This year marks the 30th anniversary of St. Ann's Hospital's opening in Westerville in 1984.
And while leaders of today's Mount Carmel St. Ann's celebrate three decades in the community, the hospital also is finishing its five-year, $120 million expansion. The focal point of the expansion is two new cardiovascular operating rooms that, for the first time, will allow St. Ann's to perform open-heart surgeries at its Cleveland Avenue campus.
As of today, May 15, the new operating rooms are accepting patients, opening Westerville's first and only location for open-heart procedures.
But while the debut of the wing focusing on heart care will be new for the community and the hospital, it won't be a new experience for the veteran team of doctors assembled to work in the unit.
The team will be made up of experts who have been working together for as long as a decade, and St. Ann's President and COO Janet Meeks said the transition will be a smooth one, because there will be no uncertainty from the clinicians involved.
"These are seasoned medical professionals who go where the patient is," she said. "We'll always have an experienced team at the patient's bedside. ... You can't bring in the latest, state-of-the-art technology without making an investment in the best clinicians."
That "latest and greatest" equipment is part of what makes the rooms unique, she said.
Each has several flat-screen televisions, including a 55-inch screen in the standard cardiovascular room and a 60-inch screen in the hybrid endovascular suite that features X-ray technology.
And while multiple televisions at every angle may seem excessive, Open Heart Services System Director Jill Snyder said it makes a huge difference for the doctors. Information and images from the surgery can be moved around onto each screen, effectively giving clinicians a heads-up display.
"If you're not looking at where your hands are, that's a problem," she said. "We don't want them to have to turn their heads."
The doctors specifically chosen for the cardiovascular operations are part of a team that works in Mount Carmel's other hospitals throughout central Ohio. And while they have had plenty of work together in the past, there have also been extensive "dry runs" before any actual operations are done at St. Ann's.
Simulations based out of Mount Carmel West allowed the doctors to practice different "clinical events" and adjust to moving the patient throughout St. Ann's, eliminating any acclimation period they may need to know their way around.
"Doctors have told us, 'It doesn't matter what walls I'm in, as long as I'm with the same team and the same equipment,' " Meeks said.
The result, Snyder said, is a seamless transition that will make patient care the priority.
"The collaboration with the St. Ann's team has been just amazing all around," she said.

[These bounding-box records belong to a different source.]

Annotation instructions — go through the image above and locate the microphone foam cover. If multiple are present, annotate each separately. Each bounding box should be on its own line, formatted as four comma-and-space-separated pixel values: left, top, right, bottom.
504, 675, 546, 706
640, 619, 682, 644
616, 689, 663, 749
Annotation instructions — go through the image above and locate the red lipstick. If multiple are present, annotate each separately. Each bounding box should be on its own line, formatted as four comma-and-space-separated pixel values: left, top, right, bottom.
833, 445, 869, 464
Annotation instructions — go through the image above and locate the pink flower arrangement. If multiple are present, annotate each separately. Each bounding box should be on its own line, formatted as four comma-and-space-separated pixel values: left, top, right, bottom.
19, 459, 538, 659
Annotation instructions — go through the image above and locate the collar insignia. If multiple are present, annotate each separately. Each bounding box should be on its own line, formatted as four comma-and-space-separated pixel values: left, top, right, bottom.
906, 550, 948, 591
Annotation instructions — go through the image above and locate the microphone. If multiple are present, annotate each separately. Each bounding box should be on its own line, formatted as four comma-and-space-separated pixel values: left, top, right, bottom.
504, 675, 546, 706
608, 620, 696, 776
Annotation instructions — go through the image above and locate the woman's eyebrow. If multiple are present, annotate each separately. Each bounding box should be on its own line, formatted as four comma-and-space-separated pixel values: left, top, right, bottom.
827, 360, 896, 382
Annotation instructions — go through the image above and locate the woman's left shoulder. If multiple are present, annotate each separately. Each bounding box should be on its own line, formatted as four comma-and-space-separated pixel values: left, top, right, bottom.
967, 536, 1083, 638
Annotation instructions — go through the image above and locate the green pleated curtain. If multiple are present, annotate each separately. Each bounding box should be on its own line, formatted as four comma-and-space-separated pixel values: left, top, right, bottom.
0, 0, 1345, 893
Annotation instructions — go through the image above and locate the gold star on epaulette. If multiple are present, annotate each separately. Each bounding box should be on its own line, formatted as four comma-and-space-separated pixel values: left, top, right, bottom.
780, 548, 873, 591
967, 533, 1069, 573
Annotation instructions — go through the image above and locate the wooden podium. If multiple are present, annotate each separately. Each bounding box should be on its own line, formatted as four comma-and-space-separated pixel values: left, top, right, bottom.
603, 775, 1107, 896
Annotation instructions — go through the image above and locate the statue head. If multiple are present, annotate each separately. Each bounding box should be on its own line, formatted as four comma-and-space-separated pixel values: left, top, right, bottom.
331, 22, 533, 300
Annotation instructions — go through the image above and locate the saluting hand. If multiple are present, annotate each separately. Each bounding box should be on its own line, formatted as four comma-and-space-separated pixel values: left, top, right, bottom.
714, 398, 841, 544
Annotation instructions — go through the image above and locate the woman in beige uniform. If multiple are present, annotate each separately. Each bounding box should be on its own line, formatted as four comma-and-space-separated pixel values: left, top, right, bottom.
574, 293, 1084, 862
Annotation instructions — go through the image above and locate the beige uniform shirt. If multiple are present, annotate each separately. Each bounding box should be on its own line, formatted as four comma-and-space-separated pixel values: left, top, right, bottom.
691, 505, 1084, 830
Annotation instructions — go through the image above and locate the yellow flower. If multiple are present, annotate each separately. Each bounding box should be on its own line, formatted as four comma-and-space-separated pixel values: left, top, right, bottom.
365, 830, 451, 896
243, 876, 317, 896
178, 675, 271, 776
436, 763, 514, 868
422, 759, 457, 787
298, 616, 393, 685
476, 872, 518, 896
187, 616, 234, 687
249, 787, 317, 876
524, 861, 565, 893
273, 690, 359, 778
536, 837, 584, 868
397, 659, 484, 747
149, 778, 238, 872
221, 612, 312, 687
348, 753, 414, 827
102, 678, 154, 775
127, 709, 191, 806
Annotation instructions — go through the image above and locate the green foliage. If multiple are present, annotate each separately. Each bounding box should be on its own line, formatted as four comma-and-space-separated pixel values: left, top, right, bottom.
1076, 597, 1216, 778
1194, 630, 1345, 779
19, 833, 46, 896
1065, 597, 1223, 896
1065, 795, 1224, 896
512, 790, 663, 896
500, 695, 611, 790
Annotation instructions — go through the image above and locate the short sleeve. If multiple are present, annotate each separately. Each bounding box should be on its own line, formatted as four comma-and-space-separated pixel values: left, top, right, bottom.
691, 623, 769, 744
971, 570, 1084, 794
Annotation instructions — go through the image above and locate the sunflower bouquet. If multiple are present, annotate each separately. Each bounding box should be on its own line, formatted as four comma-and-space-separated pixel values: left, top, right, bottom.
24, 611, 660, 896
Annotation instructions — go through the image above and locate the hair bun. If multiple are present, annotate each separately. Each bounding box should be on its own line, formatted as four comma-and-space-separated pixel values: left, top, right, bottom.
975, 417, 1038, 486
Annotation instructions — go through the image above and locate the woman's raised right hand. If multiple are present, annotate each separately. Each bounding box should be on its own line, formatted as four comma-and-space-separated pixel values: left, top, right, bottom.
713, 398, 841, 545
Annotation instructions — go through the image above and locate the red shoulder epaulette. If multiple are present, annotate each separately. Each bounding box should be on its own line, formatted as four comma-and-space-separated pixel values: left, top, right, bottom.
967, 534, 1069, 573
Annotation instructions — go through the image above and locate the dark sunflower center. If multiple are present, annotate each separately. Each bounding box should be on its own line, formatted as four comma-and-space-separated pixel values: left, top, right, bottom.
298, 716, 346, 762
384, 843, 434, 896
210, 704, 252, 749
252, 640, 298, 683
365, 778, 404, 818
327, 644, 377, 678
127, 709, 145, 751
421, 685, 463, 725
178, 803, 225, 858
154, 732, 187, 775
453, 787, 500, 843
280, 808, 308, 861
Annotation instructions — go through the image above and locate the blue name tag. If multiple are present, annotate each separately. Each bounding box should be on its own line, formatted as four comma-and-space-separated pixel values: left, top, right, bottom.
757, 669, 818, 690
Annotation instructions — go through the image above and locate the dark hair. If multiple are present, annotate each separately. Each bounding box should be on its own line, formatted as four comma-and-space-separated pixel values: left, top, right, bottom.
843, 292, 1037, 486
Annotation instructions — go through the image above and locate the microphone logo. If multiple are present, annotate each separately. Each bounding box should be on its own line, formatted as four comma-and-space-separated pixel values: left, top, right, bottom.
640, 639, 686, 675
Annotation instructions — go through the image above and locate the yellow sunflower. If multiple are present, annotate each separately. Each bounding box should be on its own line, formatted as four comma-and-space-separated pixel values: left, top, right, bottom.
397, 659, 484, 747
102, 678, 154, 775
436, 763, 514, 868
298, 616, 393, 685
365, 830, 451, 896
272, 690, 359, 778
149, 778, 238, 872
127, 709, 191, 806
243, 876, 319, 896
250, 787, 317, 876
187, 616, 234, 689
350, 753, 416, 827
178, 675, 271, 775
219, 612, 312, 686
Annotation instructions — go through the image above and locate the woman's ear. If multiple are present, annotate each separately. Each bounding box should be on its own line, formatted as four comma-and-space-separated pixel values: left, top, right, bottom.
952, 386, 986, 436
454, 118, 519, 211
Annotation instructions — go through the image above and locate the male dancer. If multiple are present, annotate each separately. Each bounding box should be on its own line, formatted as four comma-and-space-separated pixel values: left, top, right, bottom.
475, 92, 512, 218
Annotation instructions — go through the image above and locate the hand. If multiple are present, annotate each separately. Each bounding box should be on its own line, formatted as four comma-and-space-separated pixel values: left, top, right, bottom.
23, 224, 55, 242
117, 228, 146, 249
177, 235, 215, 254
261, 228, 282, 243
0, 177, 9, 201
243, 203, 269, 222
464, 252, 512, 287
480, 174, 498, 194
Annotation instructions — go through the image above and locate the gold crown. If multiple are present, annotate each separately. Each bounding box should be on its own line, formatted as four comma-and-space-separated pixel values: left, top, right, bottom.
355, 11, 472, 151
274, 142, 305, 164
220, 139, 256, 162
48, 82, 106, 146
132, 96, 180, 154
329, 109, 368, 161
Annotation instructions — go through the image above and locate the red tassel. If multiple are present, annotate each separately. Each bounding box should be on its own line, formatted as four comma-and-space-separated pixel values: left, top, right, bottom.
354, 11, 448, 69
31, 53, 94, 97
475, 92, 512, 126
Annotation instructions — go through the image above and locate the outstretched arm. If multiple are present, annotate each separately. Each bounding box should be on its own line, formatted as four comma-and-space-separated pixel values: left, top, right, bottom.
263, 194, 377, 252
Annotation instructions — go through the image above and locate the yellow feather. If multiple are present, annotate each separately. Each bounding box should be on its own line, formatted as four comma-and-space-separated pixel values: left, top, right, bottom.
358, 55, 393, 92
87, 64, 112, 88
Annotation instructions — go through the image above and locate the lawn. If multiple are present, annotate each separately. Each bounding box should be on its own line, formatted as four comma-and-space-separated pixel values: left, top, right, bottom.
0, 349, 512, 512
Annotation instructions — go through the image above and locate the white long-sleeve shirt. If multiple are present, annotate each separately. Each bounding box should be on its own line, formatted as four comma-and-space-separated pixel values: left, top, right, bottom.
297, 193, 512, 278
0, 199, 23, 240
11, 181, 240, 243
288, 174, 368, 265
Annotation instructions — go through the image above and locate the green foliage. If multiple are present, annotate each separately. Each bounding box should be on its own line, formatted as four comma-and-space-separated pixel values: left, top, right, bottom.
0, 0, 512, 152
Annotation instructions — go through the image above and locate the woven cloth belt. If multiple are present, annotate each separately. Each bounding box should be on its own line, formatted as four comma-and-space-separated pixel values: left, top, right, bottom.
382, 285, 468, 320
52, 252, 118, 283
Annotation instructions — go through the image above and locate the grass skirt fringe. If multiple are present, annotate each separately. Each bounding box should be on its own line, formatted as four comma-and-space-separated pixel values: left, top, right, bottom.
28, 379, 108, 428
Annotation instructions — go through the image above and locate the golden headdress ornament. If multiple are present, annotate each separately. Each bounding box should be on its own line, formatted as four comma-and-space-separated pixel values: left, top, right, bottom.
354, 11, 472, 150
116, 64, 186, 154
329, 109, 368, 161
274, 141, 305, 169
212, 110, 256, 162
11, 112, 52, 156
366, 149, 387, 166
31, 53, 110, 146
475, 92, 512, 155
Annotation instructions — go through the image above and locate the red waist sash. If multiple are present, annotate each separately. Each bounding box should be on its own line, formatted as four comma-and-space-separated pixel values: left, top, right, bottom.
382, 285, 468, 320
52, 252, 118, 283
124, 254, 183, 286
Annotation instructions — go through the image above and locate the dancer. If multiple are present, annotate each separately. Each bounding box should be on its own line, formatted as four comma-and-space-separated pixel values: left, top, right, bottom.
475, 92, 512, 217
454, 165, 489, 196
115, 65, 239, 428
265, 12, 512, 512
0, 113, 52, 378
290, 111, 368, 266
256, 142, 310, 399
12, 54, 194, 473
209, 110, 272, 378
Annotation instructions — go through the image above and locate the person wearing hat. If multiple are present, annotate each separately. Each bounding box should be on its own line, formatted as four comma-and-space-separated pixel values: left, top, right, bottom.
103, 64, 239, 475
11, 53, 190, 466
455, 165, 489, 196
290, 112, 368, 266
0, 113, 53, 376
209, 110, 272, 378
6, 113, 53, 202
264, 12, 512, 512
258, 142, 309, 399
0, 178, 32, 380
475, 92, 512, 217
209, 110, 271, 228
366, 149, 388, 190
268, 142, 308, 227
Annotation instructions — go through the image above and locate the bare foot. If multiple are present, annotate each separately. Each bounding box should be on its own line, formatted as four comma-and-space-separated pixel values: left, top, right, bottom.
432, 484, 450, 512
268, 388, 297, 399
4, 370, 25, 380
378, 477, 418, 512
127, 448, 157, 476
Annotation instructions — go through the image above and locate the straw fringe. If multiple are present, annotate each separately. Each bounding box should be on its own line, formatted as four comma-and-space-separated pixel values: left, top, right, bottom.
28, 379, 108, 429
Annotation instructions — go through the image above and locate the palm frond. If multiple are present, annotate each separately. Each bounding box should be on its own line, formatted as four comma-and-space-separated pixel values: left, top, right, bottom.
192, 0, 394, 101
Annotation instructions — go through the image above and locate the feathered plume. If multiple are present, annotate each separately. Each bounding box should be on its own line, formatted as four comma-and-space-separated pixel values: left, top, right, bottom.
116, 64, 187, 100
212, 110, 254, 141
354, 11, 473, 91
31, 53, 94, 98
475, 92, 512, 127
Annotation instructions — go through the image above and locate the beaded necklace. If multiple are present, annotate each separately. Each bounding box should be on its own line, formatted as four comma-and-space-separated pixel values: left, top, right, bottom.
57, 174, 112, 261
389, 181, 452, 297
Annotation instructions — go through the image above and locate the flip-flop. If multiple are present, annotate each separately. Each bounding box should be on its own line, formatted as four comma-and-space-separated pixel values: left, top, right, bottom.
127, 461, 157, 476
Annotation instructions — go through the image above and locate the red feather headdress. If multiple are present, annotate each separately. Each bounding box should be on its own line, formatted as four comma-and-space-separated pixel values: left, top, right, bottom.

Meeks said the hospital's massive expansion comes in the logical progression of St. Ann's from community hospital to a destination for those seeking care from around the area.
"A lot of the reason that we have this expansion is because we really have become a regional health center," she said.
The expansion was the most expensive in Mount Carmel's history, and gave St. Ann's about a third more square footage. The project featured a new patient tower with 60 new beds, a new cath lab, a non-invasive cardiology suite, Westerville's only parking garage and the hospital's Bryden Bistro, named after St. Ann's original address on Bryden Road.
With all of the improvements, the hospital made a commitment to getting input from its clinicians. And even in the patient rooms, which have been streamlined for comfort and a quiet atmosphere, nurses who deal with patients every day had the most input.
"Nobody knows better than the caregiver at the bedside how to give the patient safe and great care," Meeks said. "As a result of that, we have 60 rooms that all our clinicians love."
The attention to detail of the expansion has made for a more upbeat environment in the hospital, and Meeks said it's an exciting time to be at Mount Carmel St. Ann's.
"Over the course of a 30-year health-care career, you don't get to be a part of things like this very often," she said.